Home

Centrale Raad van Beroep, 01-11-2017, ECLI:NL:CRVB:2017:3925, 16/1872 ZW

Centrale Raad van Beroep, 01-11-2017, ECLI:NL:CRVB:2017:3925, 16/1872 ZW

Gegevens

Instantie
Centrale Raad van Beroep
Datum uitspraak
1 november 2017
Datum publicatie
14 november 2017
Annotator
ECLI
ECLI:NL:CRVB:2017:3925
Zaaknummer
16/1872 ZW

Inhoudsindicatie

Aanzegjurisprudentie. Datum in geding bij Eerstejaarsziektewetbeoordeling. De Raad acht het standpunt van het Uwv met betrekking tot de aanzegjurisprudentie juist. Dit betekent dat de beëindiging van het recht op ziekengeld per 1 augustus 2014 als datum in geding beoordeeld dient te worden. Het oordeel van de rechtbank over de medische grondslag van het bestreden besluit en de overwegingen die de rechtbank aan dat oordeel ten grondslag heeft gelegd worden onderschreven.

Uitspraak

16/1872 ZW

Centrale Raad van Beroep

Meervoudige kamer

Uitspraak op het hoger beroep tegen de uitspraak van de rechtbank Midden-Nederland van

2 februari 2016, 15/1576 (aangevallen uitspraak)

Partijen:

[Appellante] te [woonplaats] (appellante)

de Raad van bestuur van het Uitvoeringsinstituut werknemersverzekeringen (Uwv)

[werkgever] te [vestigingsplaats] (werkgever)

Datum uitspraak: 1 november 2017

PROCESVERLOOP

Namens appellante heeft mr. J.G. Wiebes, advocaat, hoger beroep ingesteld.

Het Uwv heeft een verweerschrift ingediend.

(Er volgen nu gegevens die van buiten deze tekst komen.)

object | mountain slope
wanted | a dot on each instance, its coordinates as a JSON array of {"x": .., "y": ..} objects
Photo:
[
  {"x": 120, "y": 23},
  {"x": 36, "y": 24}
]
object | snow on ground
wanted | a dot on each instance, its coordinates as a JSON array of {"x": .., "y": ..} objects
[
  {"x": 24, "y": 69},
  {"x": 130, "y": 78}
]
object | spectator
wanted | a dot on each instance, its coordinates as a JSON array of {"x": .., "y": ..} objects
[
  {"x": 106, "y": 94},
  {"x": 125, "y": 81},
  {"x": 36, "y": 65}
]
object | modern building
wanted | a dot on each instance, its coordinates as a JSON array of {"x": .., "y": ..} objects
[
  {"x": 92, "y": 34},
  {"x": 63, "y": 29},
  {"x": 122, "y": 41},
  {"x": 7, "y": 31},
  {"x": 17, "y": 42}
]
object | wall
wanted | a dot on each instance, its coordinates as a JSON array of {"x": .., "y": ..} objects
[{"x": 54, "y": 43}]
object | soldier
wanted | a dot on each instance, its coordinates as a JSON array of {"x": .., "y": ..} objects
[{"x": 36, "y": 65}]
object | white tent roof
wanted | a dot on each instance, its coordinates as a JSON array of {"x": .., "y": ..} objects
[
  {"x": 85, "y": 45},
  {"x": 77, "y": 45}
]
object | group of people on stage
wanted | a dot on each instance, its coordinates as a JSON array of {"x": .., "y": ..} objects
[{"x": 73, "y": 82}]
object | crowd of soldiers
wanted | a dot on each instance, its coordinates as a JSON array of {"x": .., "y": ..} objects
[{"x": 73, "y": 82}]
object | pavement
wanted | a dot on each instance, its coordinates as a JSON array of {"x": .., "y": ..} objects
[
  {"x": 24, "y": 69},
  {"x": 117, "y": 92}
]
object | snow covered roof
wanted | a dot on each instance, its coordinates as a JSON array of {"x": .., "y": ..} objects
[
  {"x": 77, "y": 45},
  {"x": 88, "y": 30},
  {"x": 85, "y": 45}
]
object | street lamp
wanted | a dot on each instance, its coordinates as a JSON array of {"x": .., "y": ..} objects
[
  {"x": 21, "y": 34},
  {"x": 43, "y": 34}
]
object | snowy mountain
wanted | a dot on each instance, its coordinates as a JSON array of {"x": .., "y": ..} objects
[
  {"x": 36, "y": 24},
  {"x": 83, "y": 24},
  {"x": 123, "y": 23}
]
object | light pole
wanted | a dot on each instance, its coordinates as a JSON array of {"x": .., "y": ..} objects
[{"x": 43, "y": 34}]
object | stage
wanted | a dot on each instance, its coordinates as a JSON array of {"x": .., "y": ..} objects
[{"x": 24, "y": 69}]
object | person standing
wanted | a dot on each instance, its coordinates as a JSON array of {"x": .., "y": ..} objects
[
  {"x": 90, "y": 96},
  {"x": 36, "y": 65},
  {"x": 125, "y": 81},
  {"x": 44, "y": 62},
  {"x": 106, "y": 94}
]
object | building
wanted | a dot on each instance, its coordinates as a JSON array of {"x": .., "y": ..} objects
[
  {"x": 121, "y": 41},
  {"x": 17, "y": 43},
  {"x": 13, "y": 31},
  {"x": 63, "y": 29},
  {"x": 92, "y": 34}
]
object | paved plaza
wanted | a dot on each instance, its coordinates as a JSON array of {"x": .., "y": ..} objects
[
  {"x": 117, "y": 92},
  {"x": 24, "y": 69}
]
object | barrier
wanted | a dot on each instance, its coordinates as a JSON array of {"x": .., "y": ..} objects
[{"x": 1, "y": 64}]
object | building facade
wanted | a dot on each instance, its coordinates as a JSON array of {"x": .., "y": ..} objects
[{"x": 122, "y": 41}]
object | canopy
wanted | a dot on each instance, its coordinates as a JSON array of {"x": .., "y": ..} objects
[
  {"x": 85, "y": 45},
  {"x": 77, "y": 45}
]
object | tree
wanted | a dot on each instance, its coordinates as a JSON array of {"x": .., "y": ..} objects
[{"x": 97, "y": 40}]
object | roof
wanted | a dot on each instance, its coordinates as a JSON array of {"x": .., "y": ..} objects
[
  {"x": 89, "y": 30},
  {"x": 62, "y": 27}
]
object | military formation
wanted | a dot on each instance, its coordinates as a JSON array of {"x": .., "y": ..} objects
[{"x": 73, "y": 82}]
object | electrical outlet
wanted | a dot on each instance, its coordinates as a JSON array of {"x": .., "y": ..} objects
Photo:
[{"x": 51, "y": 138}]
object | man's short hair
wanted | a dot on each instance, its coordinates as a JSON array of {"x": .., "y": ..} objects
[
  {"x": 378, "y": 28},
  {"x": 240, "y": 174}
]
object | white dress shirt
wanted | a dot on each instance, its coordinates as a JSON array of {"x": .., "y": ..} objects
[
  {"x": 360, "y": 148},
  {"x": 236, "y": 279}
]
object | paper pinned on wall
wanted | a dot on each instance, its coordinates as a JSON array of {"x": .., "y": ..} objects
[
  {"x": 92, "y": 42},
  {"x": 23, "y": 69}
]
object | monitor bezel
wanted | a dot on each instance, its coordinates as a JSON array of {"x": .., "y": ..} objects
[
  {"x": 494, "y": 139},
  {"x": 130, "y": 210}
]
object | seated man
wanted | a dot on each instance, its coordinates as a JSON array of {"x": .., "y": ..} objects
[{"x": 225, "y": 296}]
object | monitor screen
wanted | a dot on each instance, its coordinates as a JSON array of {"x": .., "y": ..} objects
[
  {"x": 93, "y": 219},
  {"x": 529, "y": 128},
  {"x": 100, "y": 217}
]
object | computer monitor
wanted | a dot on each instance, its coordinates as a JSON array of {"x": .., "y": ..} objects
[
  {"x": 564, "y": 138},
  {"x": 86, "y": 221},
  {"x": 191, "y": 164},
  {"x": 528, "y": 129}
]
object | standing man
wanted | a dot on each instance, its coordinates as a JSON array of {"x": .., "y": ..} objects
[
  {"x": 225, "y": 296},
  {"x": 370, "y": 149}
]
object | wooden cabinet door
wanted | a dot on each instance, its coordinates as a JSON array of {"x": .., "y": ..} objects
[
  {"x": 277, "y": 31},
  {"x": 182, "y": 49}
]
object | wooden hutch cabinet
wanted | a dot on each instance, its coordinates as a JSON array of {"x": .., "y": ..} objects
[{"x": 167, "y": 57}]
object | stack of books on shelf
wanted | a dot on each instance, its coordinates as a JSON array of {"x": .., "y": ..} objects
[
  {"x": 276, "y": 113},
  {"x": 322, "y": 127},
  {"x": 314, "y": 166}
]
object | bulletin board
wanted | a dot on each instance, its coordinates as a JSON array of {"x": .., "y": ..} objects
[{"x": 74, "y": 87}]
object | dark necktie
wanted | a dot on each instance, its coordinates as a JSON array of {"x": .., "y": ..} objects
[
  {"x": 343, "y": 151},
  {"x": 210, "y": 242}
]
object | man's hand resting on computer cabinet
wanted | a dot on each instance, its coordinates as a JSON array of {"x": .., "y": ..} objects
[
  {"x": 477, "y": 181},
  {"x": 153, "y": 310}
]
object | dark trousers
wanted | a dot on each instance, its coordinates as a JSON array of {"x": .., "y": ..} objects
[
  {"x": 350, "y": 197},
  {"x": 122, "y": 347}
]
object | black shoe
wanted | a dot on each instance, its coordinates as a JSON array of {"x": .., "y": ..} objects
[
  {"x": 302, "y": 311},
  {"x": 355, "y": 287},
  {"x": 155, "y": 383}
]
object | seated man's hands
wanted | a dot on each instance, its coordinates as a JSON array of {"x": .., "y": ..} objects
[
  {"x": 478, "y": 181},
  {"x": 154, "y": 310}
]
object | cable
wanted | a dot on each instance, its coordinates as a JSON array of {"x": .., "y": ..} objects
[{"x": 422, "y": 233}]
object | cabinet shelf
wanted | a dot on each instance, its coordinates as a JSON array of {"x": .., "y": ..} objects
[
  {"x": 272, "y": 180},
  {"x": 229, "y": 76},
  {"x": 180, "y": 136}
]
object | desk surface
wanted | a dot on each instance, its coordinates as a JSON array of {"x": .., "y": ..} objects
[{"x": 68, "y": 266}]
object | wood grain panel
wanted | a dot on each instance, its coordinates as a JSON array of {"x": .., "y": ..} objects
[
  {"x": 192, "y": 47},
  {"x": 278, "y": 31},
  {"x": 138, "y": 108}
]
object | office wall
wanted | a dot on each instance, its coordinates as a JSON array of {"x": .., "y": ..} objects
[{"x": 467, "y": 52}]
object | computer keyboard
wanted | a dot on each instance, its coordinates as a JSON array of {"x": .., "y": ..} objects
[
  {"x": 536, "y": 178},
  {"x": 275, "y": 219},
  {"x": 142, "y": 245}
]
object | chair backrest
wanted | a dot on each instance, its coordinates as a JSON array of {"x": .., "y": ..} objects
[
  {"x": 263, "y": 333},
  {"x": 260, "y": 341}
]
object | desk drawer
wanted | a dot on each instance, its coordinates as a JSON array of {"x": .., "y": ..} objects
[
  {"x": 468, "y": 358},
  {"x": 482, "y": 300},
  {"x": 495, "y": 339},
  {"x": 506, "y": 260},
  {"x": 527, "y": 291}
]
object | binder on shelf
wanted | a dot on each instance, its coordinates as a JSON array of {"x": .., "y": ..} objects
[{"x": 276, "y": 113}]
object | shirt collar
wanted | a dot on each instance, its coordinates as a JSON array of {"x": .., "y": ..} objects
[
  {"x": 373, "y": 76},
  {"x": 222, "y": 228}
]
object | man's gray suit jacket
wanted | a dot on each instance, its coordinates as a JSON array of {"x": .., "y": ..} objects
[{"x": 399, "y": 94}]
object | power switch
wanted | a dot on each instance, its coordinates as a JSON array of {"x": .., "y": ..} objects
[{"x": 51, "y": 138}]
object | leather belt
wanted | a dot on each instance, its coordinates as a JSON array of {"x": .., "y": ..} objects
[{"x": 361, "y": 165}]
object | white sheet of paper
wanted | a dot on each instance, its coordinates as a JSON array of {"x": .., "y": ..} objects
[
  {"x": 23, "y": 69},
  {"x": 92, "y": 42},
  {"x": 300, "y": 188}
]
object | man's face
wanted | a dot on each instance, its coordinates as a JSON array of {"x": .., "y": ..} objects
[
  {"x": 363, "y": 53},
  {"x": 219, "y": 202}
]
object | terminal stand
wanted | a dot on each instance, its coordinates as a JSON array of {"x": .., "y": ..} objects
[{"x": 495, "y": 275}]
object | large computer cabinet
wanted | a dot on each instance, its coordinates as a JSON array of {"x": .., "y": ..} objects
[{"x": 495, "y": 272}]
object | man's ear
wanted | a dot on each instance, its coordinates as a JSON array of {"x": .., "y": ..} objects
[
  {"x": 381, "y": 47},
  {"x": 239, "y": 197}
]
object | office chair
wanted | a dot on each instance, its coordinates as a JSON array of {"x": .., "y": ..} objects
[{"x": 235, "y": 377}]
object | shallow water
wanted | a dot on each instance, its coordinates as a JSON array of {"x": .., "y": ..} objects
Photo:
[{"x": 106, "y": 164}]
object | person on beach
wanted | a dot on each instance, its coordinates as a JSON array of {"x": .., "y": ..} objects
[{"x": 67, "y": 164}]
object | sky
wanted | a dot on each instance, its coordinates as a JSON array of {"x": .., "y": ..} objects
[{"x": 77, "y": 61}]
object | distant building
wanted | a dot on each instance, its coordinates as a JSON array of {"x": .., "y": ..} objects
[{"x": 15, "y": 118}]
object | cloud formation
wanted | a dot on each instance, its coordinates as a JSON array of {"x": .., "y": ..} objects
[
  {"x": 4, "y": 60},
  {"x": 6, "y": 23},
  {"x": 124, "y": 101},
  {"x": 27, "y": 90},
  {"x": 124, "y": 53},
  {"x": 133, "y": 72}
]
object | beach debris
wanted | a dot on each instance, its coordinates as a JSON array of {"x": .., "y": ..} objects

Het onderzoek ter zitting heeft plaatsgevonden op 5 april 2017. Appellante is – met bericht – niet verschenen. Het Uwv heeft zich laten vertegenwoordigen door mr. I. Smit. Werkgever is niet verschenen.

OVERWEGINGEN

1.1.

Appellante heeft zich op 1 juli 2013 ziek gemeld voor haar werkzaamheden als productiemedewerker wegens vermoeidheidsklachten, veroorzaakt door een obstructief slaapapneusyndroom (OSAS). Ter zake van die ziekmelding heeft zij uitkering op grond van de Ziektewet (ZW) ontvangen.

1.2.

In het kader van een eerstejaars ZW-beoordeling (EZWb) is appellante op 1 mei 2014 onderzocht door een arts van het Uwv, die onder meer informatie heeft opgevraagd bij de huisarts van appellante. Vervolgens zijn de beperkingen van appellante vastgelegd in een Functionele Mogelijkhedenlijst (FML) van 3 juni 2014. Daarna heeft een arbeidsdeskundige, uitgaande van die FML, functies geselecteerd waarmee appellante meer dan 65% van haar maatmaninkomen kan verdienen.

1.3.

Bij besluit van 4 juli 2014 heeft het Uwv vastgesteld dat appellante per 1 augustus 2014 geen recht meer heeft op ziekengeld. Het door appellante tegen dat besluit gemaakte bezwaar is door het Uwv bij besluit van 10 februari 2015 (bestreden besluit) ongegrond verklaard. Aan dat besluit liggen rapporten van een verzekeringsarts bezwaar en beroep van 22 januari 2015 en van een arbeidsdeskundige bezwaar en beroep van 5 februari 2015 ten grondslag.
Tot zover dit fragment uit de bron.